The first district was designed to be a Republican district in the redistricting after the 2000 census. Areas of Baltimore city were removed from the district, so that it included the Republican leaning Eastern Shore counties and some more Republican suburbs in Ann Arundel, Baltimore and Harford counties. This was done, by the State Legislature, to insure the easy reelection of incumbent Democrats in the surrounding districts.
The campaign was marked by negative ads from both sides. Kratovil was portrayed as a tax and spend liberal by the Harris camp, although, as a prosecutor, it was hard to find his voting record on budget issues, while, to listen to the Kratovil ads, you would think that Andy Harris was opposed to motherhood, apple pie and the forty hour work week.

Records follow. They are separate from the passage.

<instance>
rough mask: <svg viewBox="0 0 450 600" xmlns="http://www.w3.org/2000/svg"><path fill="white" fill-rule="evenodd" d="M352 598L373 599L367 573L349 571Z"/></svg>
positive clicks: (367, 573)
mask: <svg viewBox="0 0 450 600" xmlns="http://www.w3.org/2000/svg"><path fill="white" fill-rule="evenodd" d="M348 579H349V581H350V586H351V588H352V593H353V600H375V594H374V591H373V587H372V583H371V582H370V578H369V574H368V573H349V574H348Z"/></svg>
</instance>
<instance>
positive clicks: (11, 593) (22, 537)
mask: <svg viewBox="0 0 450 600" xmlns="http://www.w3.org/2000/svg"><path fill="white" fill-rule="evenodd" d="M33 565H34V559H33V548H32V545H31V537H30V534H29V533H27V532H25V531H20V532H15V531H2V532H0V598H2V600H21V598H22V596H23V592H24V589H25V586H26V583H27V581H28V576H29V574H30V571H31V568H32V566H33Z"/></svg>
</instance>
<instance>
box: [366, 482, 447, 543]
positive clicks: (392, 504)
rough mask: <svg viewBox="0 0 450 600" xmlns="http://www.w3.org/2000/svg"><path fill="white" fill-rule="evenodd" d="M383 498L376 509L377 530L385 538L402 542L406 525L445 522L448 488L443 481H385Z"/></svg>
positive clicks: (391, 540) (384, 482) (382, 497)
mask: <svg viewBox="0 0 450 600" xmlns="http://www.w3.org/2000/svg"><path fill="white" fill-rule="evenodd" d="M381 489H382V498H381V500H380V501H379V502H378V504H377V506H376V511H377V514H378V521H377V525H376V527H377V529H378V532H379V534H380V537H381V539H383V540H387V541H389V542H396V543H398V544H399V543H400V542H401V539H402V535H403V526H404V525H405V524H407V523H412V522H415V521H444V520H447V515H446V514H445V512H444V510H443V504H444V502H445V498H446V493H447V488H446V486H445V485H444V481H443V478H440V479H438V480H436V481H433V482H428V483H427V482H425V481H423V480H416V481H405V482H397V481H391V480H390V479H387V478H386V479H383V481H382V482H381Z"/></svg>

The vote was too close to call on election night with Kratovil holding a lead of less than 1,000 votes when all polling places were counted, leaving the election to be decided by absentee and provisional ballots. It was expected that Harris would be able to close that lead, on the conventional wisdom that absentee ballots tend to lean more Republican. At last report Kratovil’s lead had grown to more than 2,000 in the absentee count.
The Associated Press has called the first district race in Maryland for Frank Kratovil. There are some provisional ballots yet to count and neither Kratovil of Republican Andy Harris has yet claimed victory or conceded defeat.
Frank Kratovil can thank Barack Obama for giving him a ride on his coat tails this year. The first district is still the Republican district it was designed to be and he will be facing a strong challenge in 2010.